Je me sens bien dans ma bulle créative. Je me sens libre. Triste, parfois. Mais libre et heureuse de faire ce que je fais, d’être ce que je suis.

J’ai déjeuné dans ce restaurant de quartier qui a vu mon adolescence défiler. Je n’ai rien reconnu mais j’ai été reconnue comme si c’était hier. Ces murs ont tellement d’histoires à raconter. Au milieu des travaux, il reste les valeurs sûres. C’est important d’en avoir, de pouvoir s’y raccrocher. J’ai écrit à l’amie avec laquelle j’y allais si souvent. Lui dire qu’il était impossible de ne pas penser à elle à ce moment-là. Et nous avons discuté longtemps comme si elle partageait ma table.
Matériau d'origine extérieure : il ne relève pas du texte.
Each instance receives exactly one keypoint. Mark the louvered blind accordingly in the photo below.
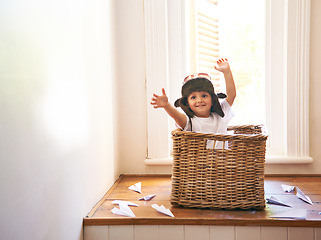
(207, 39)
Je me suis aussi rappelée pourquoi nous n’étions plus ces amies-là. J’avais besoin de me séparer pour pouvoir me rencontrer, prendre mes décisions sans avoir une autre ombre que la mienne pour me suivre dans des aventures que je ne pouvais plus entraver. Je n’arrivais plus à me soumettre à l’influence de quelqu’un d’autre. Mon salut a été son hécatombe.

Alors peut-être est-ce le juste retour des choses qu’elle m’apprenne sa grossesse par message. Encore une.
La nouvelle était teintée d’une fatigue exaspérée que je n’avais pas encore expérimenté. Je connaissais le désespoir, l’impression qu’il me manquait quelque chose et la colère contre moi. Aujourd’hui, je suis juste fatiguée.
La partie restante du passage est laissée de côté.